Heading west from its inaugural round at ZMax Dragway in North Carolina, the East10 Formula DRIFT pro-am series returned its home state of Tennessee for a two-day doubleheader event in the east parking lot of Bristol Motor Speedway. This recap focuses on Round 2; Round 3's breakdown will be posted shortly.
Each round of the series uses a parking lot laid out in a style that mimics a Formula D course. This time, the Texas round gave inspiration to the course design, with a drag race to a shallow front clip, followed immediately by a second before sending drivers into a very long, undulating sweeper.
Those just tuning in to the series should be reminded it doesn't follow the traditional qualifying format, instead relying on seeding drivers based on their performance during runs in a certain time frame. Tyler Garlatz, in his S13 hatch, earned himself the top spot.
As 19 drivers in total qualified for competition, three battles occurred in "Top 32" to fill in the three remaining spots in the Top 16 bracket. Ethan Parnell, Abe Heath, and Tyler Foley all won their respective battles to earn their way in.
Foley's day would end short as Garlatz took the win in the first T16 bout against him. Scotch McDonald's black S14 defeated the Mustang of Stephen Johnstone in the next pairing, while Dmitriy Brutskiy, piloting Michael Essa's ex-Formula DRIFT Z4 and the top qualifying seed at round one, took the win over Jake Elliot in the next set of battles.
Warren Allen, who finished fourth overall in last years Southeast Drift Union pro-am series, fell to Kyle Wood's S13, a car that closely resembles Miro Ovcharik's FD car in 2013. Round one winner Stephen White and points leader going into round two with his green S14 moved on to Top 8 with a victory over Parnell, as Justin Bauer, who took home second at round one, inched closer to the podium again when he defeated Michael Wallis' gold and purple S14.
Rounding out the final two Top 16 battles was Eric Brunet, who came down from Canada, taking his R34 to a win over Heath's S13, as Cory Talaska's red E36 knocked out Bryan Broberg's teal S13 hatch to conclude the T16 pairings.
In the Great 8, Garlatz soldiered into the semifinals with a win over McDonald, as Brutskiy took the win over Wood. White's chance for a repeat victory was cut short as he fell to Bauer, while Brunet eliminated half of the remaining BMWs as he knocked out Talaska.
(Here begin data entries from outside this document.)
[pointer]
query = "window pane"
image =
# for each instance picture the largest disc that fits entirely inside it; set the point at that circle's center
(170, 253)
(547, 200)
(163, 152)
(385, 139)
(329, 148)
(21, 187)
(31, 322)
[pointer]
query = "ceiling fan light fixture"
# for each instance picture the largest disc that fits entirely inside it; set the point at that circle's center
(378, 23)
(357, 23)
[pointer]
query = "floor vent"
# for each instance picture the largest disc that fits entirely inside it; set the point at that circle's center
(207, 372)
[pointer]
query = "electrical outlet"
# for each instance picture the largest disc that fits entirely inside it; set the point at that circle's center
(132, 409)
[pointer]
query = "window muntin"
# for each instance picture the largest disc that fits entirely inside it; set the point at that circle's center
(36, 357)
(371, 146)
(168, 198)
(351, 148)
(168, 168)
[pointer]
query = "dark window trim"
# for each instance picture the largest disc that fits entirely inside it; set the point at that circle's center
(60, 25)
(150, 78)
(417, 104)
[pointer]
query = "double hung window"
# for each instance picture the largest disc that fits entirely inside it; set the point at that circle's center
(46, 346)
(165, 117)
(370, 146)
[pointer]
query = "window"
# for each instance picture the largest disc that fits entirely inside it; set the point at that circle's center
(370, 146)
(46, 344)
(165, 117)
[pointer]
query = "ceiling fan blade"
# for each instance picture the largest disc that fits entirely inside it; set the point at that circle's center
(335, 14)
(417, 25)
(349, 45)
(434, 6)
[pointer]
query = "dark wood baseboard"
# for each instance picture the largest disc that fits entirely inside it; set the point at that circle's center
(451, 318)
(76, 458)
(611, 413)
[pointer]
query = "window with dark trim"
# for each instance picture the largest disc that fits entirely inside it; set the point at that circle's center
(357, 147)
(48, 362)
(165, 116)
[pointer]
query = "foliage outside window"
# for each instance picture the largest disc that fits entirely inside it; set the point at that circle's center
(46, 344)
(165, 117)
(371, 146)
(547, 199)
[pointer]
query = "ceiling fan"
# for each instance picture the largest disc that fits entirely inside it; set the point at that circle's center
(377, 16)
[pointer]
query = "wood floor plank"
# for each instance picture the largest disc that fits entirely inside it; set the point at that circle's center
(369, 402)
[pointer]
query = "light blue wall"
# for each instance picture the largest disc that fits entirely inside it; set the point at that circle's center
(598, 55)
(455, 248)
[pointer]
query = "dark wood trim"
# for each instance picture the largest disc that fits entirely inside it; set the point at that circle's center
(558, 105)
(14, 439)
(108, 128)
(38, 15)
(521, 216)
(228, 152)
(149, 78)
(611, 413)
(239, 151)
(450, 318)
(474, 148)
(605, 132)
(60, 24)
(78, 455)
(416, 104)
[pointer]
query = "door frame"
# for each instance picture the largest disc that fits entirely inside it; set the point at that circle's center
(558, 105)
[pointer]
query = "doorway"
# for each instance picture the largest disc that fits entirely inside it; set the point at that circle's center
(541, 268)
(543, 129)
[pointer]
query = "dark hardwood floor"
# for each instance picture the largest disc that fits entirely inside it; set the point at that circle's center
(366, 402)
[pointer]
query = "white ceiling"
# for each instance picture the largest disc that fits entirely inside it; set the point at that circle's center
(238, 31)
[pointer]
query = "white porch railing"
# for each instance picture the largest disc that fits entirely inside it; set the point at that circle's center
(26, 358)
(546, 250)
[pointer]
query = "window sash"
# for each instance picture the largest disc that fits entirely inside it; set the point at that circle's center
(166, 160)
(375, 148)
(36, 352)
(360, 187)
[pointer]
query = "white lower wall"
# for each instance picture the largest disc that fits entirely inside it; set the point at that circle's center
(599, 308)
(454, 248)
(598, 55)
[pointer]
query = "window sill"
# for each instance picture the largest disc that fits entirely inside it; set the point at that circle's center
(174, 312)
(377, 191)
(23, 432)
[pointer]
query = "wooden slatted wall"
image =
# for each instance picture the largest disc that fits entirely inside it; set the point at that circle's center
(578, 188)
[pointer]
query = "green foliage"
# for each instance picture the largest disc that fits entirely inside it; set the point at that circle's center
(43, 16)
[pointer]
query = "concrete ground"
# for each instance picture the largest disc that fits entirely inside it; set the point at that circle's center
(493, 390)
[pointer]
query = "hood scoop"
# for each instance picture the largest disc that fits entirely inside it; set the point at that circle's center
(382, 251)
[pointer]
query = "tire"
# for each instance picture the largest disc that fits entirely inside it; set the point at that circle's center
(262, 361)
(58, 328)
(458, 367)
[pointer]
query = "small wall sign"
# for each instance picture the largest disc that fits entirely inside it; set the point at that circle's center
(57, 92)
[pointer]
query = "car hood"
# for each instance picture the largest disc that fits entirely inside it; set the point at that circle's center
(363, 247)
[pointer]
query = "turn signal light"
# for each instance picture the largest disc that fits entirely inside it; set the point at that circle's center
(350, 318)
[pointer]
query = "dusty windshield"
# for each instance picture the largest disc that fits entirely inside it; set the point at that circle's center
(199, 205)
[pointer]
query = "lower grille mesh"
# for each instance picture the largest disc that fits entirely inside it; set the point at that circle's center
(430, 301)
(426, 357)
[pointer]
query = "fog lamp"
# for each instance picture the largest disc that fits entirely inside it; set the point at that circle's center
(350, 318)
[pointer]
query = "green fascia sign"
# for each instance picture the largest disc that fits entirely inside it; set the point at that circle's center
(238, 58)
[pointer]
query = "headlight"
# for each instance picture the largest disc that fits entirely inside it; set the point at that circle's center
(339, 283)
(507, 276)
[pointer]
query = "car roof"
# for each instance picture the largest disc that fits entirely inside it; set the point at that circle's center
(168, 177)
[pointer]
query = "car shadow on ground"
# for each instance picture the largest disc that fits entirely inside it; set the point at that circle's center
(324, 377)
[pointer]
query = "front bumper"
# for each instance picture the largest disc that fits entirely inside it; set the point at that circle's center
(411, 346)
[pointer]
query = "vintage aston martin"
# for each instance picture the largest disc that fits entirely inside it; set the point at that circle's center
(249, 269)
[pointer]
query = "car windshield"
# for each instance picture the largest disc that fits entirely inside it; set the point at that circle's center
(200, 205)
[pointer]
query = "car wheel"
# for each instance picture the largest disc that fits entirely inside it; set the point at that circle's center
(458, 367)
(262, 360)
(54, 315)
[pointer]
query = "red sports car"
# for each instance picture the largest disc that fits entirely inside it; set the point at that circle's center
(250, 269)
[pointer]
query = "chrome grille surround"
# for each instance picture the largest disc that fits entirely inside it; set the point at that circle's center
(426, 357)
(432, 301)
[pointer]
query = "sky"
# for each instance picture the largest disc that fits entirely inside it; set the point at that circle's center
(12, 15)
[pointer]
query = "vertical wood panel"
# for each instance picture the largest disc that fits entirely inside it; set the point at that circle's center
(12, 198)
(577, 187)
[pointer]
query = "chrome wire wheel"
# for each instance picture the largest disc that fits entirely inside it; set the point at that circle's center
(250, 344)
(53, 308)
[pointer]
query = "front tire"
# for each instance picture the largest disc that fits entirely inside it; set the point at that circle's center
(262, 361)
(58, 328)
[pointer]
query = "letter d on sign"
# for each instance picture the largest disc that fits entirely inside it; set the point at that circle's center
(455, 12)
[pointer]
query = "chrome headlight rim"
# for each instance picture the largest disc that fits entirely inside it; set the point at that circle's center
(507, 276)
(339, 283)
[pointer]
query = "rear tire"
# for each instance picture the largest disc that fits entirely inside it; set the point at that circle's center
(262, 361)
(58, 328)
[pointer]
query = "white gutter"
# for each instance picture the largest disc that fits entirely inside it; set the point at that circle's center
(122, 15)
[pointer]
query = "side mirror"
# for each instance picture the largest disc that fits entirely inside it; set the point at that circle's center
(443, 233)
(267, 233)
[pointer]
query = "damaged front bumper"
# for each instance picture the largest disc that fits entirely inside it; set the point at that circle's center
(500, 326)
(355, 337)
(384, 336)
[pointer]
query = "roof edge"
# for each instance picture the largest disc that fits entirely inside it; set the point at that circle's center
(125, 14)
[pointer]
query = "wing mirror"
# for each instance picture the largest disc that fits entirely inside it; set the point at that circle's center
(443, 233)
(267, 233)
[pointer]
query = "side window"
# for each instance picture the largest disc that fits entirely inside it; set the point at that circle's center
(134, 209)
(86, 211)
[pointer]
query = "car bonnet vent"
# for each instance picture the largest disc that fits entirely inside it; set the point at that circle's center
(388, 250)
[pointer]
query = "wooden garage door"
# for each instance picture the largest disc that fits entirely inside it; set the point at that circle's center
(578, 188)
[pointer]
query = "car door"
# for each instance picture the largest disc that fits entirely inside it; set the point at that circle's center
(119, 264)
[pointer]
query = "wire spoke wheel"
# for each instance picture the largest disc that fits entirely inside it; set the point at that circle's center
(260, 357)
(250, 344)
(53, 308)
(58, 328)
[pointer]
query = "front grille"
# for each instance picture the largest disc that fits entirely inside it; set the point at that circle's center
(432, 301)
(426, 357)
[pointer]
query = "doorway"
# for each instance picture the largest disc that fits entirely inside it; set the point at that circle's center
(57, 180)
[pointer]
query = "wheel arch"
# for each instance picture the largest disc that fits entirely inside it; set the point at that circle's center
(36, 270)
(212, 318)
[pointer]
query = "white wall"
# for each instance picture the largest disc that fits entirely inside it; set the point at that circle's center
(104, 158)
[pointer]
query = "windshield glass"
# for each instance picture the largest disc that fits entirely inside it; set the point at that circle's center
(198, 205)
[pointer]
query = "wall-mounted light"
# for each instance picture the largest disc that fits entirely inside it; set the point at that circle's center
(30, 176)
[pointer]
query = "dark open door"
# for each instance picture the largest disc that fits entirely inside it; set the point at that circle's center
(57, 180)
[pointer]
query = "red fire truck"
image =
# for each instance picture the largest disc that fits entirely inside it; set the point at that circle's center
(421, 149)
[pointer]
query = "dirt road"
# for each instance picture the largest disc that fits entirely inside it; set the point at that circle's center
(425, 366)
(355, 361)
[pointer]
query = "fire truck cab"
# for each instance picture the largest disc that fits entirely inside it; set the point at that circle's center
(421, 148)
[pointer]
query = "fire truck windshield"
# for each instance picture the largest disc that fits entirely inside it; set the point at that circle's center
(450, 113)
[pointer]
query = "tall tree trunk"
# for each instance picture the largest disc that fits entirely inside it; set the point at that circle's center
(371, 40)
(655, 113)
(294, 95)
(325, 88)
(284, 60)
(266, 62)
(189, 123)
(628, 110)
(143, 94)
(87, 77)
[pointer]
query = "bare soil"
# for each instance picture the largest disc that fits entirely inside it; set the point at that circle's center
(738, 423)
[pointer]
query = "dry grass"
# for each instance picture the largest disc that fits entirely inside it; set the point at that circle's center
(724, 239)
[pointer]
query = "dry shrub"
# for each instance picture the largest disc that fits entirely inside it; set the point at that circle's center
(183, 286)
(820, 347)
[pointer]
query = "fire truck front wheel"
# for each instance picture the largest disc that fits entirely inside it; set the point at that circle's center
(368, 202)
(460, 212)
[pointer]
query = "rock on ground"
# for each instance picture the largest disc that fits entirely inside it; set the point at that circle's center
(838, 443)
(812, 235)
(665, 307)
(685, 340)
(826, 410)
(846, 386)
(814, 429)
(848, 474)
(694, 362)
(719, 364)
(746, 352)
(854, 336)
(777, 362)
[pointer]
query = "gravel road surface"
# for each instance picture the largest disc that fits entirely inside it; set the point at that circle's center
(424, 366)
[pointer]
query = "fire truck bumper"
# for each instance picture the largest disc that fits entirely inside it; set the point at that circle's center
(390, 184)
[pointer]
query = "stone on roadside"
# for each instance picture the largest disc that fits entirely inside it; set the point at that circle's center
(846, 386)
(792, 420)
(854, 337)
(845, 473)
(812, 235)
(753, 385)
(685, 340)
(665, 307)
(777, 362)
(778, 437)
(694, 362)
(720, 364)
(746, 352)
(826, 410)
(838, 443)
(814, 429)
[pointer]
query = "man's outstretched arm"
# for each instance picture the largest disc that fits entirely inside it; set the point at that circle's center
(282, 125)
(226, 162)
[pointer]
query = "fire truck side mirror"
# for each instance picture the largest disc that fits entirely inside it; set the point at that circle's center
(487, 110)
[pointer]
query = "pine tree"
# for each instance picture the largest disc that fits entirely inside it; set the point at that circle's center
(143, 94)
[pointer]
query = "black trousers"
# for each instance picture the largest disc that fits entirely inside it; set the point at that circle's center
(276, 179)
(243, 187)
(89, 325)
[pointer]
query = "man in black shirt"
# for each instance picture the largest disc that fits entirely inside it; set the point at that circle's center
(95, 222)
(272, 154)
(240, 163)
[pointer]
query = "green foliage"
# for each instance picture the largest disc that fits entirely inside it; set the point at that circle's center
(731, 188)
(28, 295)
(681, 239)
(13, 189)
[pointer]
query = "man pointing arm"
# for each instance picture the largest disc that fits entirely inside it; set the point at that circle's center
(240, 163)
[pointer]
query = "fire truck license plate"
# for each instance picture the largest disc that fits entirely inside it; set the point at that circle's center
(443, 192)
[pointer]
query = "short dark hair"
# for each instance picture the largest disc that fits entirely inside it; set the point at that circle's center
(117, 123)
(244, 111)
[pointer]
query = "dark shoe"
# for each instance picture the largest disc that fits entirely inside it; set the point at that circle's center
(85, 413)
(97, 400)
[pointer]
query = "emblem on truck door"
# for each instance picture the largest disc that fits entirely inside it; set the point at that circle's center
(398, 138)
Things started to heat up in the semifinals, as two previous podium finishers were trying to improve their positions against two drivers who wanted their spots. Though a valiant effort by Brutskiy, he would ultimately find himself in the battle for third against Brunet, who took the loss against Bauer. In that battle for bronze, Brutskiy would take third and find himself on the podium.
This brought the final pairing down to the S13s of Garlatz and Bauer. Bauer repeated his silver performance, while Garlatz earned the win.
"This is just absolutely insane," Garlatz said. "If I could put it into words, it's just amazing, as cliche as that sounds."
Both Garlatz and Bauer said the course layout was challenging, even frustrating at times.
"You go out and kick it sideways what you think is aggressively, then you fall short of the rear zone," Garlatz said of the first two clips. "By the end of the day, my foot didn't leave the floor for probably the first three-quarters of the course. Once you get used to it, it's the type of course that helps you progress as a driver."
For Bauer, the second place came as not only a victory over other drivers, but of battles with his own car. After an impact with Johnstone's Mustang earlier in practice, his steering began binding up.
"Me and the car had battles hardcore throughout the day," he said. "I couldn't go full lock because it binds up horribly."
If Garlatz was stoked after his third place finish at round one, he was beyond ecstatic at his victory at round two.
"It's so nice to finally have gotten to this point," Garlatz said of his victory. "We have no problem saying this, but it's a long road to get here with plenty of sleepless nights. I think we blew five engines in nine months trying to get to this point."
Now in a reliable car with consistent performance, it's safe to say he's upped his own ante. "I'm always hungry out here," he said. "But I'm starving now."